Nivedita Dasgupta, Nurjahan Begum Laskar, Nargis Alom Choudhury and Amitabha Bhattacharjee*

Department of Microbiology, Assam University, Silchar, India

*Corresponding Author:
Dr. Amitabha Bhattacharjee
Department of Microbiology, Assam University, Silchar, India
Tel: +918471939088
E-mail: [email protected]

Received date: August 29, 2015 Accepted date: October 12, 2015 Published date: October 20, 2015

Visit for more related articles at Archives of Clinical Microbiology


Background: Resistance to quinolone and fluroquinolone is being increasingly reported from clinical isolates but also from veterinary isolates and environmental isolates. Different plasmid mediated quinolone resistance has been reported 1998. Also, different transferable mechanism were identified, which correspond to production of qnr proteins, of the aminoglycoside acetyltransferase aac(6’)Ib-cr.
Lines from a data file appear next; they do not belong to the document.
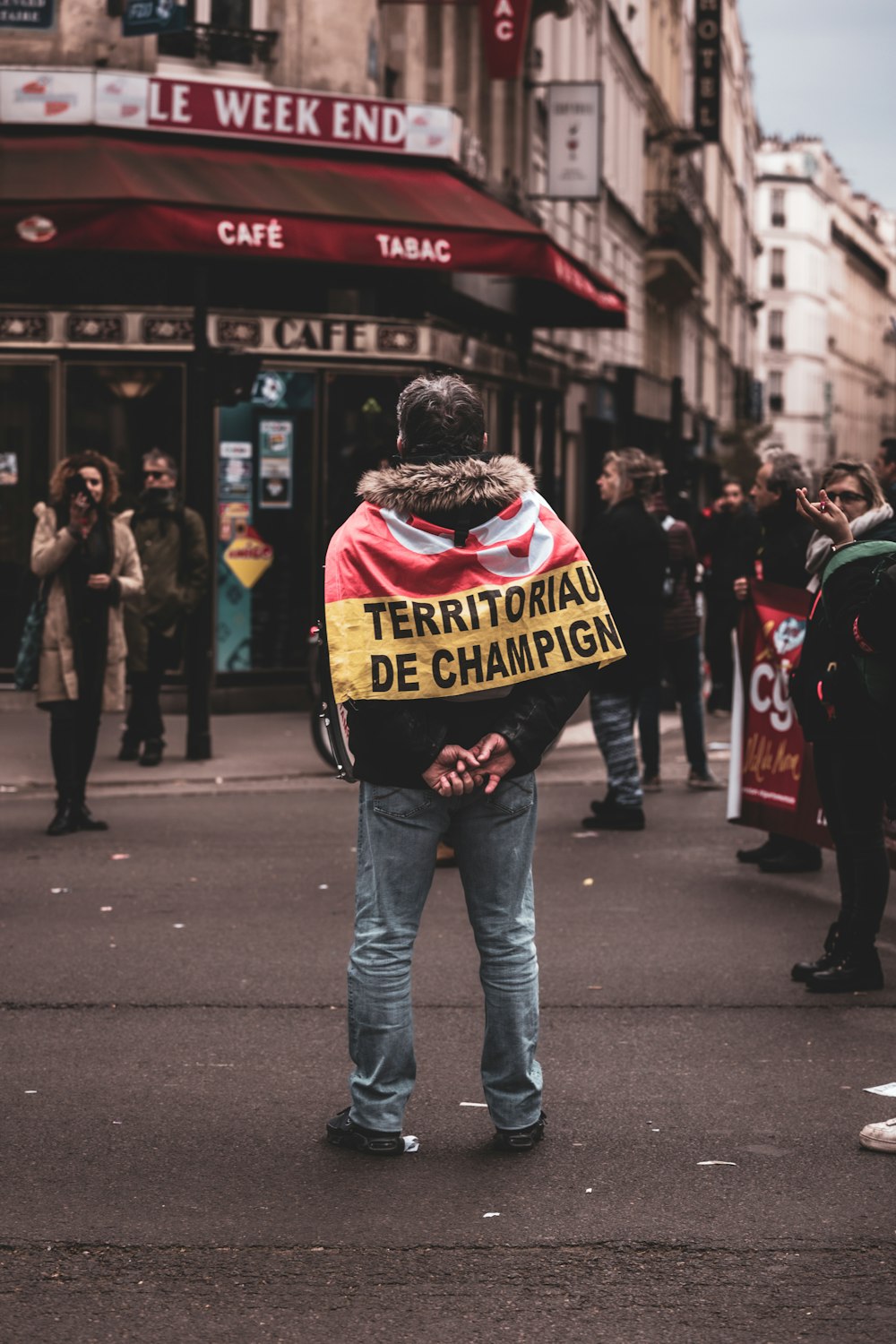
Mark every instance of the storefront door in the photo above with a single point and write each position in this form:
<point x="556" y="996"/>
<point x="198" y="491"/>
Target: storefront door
<point x="266" y="581"/>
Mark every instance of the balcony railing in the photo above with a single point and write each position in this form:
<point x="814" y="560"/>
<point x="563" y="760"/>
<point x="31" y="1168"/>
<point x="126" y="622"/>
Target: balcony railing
<point x="210" y="42"/>
<point x="672" y="228"/>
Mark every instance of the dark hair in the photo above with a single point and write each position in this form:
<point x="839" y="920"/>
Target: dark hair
<point x="156" y="454"/>
<point x="441" y="414"/>
<point x="73" y="464"/>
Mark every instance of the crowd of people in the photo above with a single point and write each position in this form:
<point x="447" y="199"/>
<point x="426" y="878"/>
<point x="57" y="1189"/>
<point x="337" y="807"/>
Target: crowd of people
<point x="117" y="589"/>
<point x="118" y="586"/>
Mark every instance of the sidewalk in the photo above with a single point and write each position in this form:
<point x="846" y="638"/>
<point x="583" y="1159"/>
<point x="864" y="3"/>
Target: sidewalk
<point x="274" y="752"/>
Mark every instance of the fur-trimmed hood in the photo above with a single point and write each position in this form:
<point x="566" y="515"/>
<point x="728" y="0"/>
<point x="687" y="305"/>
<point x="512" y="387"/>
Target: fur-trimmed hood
<point x="427" y="488"/>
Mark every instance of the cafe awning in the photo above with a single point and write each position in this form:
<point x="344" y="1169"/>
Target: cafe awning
<point x="105" y="193"/>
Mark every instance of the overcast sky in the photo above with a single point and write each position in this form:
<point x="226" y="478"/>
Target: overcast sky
<point x="828" y="67"/>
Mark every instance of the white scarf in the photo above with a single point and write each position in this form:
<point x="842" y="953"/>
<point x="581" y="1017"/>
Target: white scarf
<point x="818" y="548"/>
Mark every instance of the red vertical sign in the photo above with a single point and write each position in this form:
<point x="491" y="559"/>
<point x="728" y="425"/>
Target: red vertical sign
<point x="504" y="24"/>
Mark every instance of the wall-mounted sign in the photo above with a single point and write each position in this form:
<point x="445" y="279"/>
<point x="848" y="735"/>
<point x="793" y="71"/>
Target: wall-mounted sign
<point x="707" y="70"/>
<point x="573" y="142"/>
<point x="504" y="24"/>
<point x="249" y="556"/>
<point x="238" y="112"/>
<point x="27" y="13"/>
<point x="48" y="97"/>
<point x="276" y="464"/>
<point x="145" y="16"/>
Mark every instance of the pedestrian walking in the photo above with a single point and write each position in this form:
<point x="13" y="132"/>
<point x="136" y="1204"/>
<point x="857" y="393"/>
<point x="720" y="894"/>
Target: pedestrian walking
<point x="629" y="548"/>
<point x="89" y="566"/>
<point x="844" y="691"/>
<point x="174" y="553"/>
<point x="727" y="539"/>
<point x="681" y="659"/>
<point x="780" y="558"/>
<point x="457" y="753"/>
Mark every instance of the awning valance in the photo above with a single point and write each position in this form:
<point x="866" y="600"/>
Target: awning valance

Thus, the present study was undertaken to investigate occurrence as well as of quinolone resistance determinants within environmental and food isolates and their transmission dynamics.
Method and findings: Samples were collected from five different sites of river, water bodies near waste disposal points and ready to eat food sample during March 2015 to August 2015. All the isolates were subjected to antimicrobial susceptibility testing for quinolone resistance and further analysed for the presence of qnr determinants and aac(6’)Ib-cr genes. Qnr and aac(6’)Ib-cr positive isolates were transformed into E.coliDH5? and horizontal transferability was determined by conjugation in streptomycinresistant E. coli recipient strain B and selecting in media containing ciprofloxacin and norfloxacin. 89.17% of the studied enterobacterial isolates were resistant to nalidixic acid followed by norfloxacin and ciprofloxacin. On performing multiplex PCR, aac(6’)Ib-cr was found in 23 isolates whereas qnrD in 7, qnrA in 5 and qnrS in 2 isolates. Only qnrS and aac(6’)Ib-cr could be transformed into E.coli DH5?.
Conclusion: Identification of fluroquinolone-resistant Enterobacteria strain in the environment could be important to curb the rapid emergence and spread of FQ-resistance.
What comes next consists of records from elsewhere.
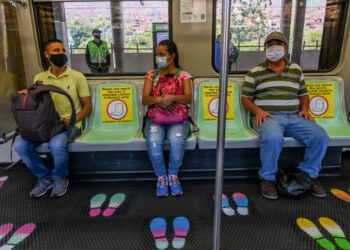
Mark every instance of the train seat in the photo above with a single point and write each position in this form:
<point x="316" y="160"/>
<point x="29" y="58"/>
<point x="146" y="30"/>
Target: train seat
<point x="238" y="135"/>
<point x="328" y="107"/>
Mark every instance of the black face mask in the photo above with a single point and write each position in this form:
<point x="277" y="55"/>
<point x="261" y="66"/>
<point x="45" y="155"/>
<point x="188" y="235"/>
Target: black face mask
<point x="59" y="59"/>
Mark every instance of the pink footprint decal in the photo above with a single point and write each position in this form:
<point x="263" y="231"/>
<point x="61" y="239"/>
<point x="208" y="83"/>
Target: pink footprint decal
<point x="5" y="229"/>
<point x="96" y="203"/>
<point x="21" y="233"/>
<point x="242" y="203"/>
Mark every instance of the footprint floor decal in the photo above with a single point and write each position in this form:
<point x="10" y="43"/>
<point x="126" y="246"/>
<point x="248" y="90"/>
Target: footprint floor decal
<point x="242" y="203"/>
<point x="97" y="201"/>
<point x="340" y="194"/>
<point x="19" y="235"/>
<point x="181" y="226"/>
<point x="158" y="229"/>
<point x="330" y="226"/>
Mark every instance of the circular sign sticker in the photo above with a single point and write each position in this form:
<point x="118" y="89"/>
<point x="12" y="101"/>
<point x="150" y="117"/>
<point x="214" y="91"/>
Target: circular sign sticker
<point x="213" y="107"/>
<point x="117" y="109"/>
<point x="318" y="105"/>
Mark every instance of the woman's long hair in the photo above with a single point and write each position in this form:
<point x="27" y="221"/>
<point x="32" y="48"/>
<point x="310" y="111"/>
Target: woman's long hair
<point x="171" y="48"/>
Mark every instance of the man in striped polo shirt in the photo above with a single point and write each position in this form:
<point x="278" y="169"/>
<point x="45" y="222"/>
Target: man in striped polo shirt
<point x="275" y="92"/>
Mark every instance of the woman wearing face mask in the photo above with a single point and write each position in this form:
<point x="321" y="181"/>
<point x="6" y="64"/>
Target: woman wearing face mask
<point x="275" y="93"/>
<point x="167" y="91"/>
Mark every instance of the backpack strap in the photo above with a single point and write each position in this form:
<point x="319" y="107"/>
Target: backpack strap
<point x="39" y="87"/>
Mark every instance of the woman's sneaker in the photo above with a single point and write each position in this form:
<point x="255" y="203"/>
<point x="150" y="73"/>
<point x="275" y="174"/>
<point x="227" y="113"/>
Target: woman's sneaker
<point x="162" y="186"/>
<point x="175" y="186"/>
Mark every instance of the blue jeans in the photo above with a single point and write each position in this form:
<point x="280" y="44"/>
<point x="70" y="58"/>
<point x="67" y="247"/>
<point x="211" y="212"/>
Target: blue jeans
<point x="176" y="135"/>
<point x="58" y="150"/>
<point x="272" y="131"/>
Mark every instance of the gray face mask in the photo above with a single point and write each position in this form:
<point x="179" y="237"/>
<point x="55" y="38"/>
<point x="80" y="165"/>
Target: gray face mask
<point x="274" y="53"/>
<point x="161" y="62"/>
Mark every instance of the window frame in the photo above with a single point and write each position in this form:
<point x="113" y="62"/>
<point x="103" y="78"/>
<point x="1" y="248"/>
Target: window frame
<point x="41" y="44"/>
<point x="338" y="46"/>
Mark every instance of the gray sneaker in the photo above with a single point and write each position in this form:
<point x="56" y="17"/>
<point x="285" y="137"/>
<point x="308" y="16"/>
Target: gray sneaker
<point x="41" y="188"/>
<point x="60" y="186"/>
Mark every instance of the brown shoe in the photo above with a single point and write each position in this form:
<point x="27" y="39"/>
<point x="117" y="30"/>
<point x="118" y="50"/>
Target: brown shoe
<point x="268" y="189"/>
<point x="317" y="189"/>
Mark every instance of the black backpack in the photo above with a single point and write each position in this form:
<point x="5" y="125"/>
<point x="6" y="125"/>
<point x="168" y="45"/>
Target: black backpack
<point x="35" y="113"/>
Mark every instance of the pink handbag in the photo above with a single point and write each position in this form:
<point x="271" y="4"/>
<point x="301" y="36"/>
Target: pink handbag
<point x="169" y="86"/>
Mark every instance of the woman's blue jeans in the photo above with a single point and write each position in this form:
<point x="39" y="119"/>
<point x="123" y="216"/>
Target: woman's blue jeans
<point x="176" y="134"/>
<point x="272" y="131"/>
<point x="58" y="150"/>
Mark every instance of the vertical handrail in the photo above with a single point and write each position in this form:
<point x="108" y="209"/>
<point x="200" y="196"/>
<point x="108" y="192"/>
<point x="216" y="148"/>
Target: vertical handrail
<point x="224" y="50"/>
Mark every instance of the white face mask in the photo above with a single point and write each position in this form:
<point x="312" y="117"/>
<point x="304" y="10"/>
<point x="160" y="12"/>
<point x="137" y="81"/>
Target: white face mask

Enterobacteriaceae; Quinolone resistance determinants; aac(6’)Ib-cr


Development of bacterial resistance towards various classes of antibiotics and spread of resistance genes depends on the situation that is initiated by over-the-counter availability, indiscriminate and inappropriate use of antimicrobial agents especially in a country like India [1-3]. An alarming situation is the progressive loss of susceptibility towards ciprofloxacin and norfloxacin due to its increased use in the treatment of a broad range of clinical conditions like urinary tract infections, upper respiratory tract infections, and as a prophylaxis in neutropenic patients, as well as in the poultry sectors [4].
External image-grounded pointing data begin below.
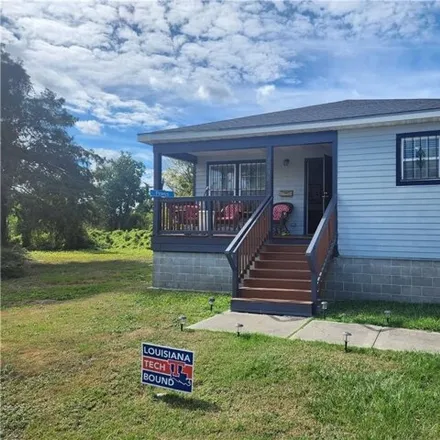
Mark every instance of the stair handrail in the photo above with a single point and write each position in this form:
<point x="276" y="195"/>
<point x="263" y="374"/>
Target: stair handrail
<point x="240" y="263"/>
<point x="320" y="249"/>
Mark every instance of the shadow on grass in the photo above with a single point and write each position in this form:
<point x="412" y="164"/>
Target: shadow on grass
<point x="407" y="315"/>
<point x="189" y="403"/>
<point x="45" y="283"/>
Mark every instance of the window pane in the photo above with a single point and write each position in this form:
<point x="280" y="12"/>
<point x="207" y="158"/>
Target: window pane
<point x="222" y="179"/>
<point x="408" y="149"/>
<point x="420" y="158"/>
<point x="252" y="179"/>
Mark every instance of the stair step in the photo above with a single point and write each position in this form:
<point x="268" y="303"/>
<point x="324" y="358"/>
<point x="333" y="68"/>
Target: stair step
<point x="284" y="256"/>
<point x="275" y="293"/>
<point x="277" y="283"/>
<point x="294" y="249"/>
<point x="281" y="265"/>
<point x="272" y="307"/>
<point x="281" y="274"/>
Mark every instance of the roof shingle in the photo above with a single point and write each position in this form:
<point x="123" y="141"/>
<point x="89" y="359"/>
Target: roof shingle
<point x="333" y="111"/>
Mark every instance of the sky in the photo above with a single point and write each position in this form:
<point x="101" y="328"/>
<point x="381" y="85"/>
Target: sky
<point x="132" y="67"/>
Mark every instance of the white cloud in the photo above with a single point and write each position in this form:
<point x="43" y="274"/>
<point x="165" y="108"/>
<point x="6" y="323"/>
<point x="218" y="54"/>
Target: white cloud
<point x="89" y="127"/>
<point x="264" y="92"/>
<point x="133" y="65"/>
<point x="107" y="153"/>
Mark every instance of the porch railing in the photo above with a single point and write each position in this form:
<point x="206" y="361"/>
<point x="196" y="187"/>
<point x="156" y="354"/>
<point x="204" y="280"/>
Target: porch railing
<point x="203" y="216"/>
<point x="321" y="247"/>
<point x="245" y="246"/>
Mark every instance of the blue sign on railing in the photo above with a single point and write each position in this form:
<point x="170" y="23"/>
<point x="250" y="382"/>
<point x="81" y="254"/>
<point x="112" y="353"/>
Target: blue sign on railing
<point x="161" y="193"/>
<point x="167" y="367"/>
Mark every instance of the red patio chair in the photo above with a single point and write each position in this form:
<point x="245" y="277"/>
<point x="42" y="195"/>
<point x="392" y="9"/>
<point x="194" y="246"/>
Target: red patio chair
<point x="190" y="215"/>
<point x="280" y="214"/>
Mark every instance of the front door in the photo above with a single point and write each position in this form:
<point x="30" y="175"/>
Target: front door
<point x="318" y="190"/>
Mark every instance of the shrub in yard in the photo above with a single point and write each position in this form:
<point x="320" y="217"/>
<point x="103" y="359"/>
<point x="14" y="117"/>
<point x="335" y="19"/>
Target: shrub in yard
<point x="118" y="239"/>
<point x="13" y="261"/>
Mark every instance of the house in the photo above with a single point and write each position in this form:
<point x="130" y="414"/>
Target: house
<point x="362" y="178"/>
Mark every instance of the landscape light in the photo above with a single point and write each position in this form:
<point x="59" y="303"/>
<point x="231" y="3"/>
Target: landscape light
<point x="324" y="307"/>
<point x="346" y="339"/>
<point x="211" y="302"/>
<point x="182" y="319"/>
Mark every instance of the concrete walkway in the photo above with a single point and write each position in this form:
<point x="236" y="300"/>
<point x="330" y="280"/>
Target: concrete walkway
<point x="309" y="329"/>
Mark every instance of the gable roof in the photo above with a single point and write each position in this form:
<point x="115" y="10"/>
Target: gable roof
<point x="329" y="112"/>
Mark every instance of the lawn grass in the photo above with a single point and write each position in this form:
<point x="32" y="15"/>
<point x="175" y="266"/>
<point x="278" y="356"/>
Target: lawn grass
<point x="71" y="368"/>
<point x="413" y="316"/>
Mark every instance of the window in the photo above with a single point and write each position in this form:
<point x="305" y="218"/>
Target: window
<point x="418" y="158"/>
<point x="237" y="179"/>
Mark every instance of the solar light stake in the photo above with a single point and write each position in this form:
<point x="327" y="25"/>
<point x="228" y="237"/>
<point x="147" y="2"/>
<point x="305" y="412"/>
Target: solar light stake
<point x="346" y="338"/>
<point x="182" y="320"/>
<point x="324" y="307"/>
<point x="211" y="302"/>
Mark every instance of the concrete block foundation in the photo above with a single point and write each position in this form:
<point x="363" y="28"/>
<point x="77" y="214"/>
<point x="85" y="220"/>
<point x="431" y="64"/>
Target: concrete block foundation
<point x="192" y="271"/>
<point x="416" y="281"/>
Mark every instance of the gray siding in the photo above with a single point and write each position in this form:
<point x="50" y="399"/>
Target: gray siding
<point x="285" y="178"/>
<point x="376" y="218"/>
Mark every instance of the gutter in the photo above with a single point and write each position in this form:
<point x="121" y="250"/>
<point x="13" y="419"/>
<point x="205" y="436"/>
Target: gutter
<point x="426" y="116"/>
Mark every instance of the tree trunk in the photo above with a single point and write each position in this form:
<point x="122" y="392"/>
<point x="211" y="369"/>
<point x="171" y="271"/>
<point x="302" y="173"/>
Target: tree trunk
<point x="4" y="224"/>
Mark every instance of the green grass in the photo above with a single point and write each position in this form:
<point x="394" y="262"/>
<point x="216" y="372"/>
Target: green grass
<point x="71" y="368"/>
<point x="414" y="316"/>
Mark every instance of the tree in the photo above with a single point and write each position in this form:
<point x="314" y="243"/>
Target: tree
<point x="179" y="177"/>
<point x="120" y="181"/>
<point x="46" y="176"/>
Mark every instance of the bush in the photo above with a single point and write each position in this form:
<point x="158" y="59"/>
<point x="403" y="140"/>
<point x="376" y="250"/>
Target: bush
<point x="13" y="262"/>
<point x="134" y="239"/>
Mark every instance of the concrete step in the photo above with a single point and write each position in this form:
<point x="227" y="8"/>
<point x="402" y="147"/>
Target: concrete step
<point x="275" y="293"/>
<point x="272" y="307"/>
<point x="281" y="274"/>
<point x="277" y="283"/>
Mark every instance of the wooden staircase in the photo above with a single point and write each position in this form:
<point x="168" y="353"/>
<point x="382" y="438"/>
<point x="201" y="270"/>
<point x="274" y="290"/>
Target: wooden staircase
<point x="278" y="282"/>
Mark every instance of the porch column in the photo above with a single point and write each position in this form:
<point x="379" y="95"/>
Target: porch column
<point x="269" y="170"/>
<point x="157" y="181"/>
<point x="157" y="170"/>
<point x="269" y="179"/>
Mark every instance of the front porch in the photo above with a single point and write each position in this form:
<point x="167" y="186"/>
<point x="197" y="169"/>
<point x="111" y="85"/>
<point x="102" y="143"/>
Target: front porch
<point x="273" y="264"/>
Antibiotic resistance is particularly predominant among Gram -negative bacteria, specifically within the members of Enterobacteriaceae [5-7]. Furthermore, fluoroquinolone resistant bacterial isolates are disseminating in the environment through hospital wastes and if not treated properly may find their way into water bodies.

Antibiotics used in medicine are only partially metabolized [8] by patients, and discharged into the hospital sewage system or directly into the municipal waste- water. The predicted concentrations of antibiotics in hospital wastewater are in the range of the sub- inhibitory concentration (MIC50) of sensitive pathogenic or beneficiary bacteria for some active substances (0.1 - 2.9 mg/l) leading to the growing antibiotic resistance within the bacterial flora led to lateral transfer of antibiotic resistance[9] among pathogens as well as in non-pathogenic microorganisms thereby making them reservoirs for maintenance, propagation and expansion of resistance genes. Quinolones, to be the most commonly used antibiotic in community acquired infections, have become ineffective due to increasing resistance in recent years. However, no such study from this country is available to present a scenario of quinolone resistance and their maintenance within environmental enterobacterial isolates. A study representing the presence of quinolone resistant isolates and their molecular basis would be of epidemiological and therapeutic importance.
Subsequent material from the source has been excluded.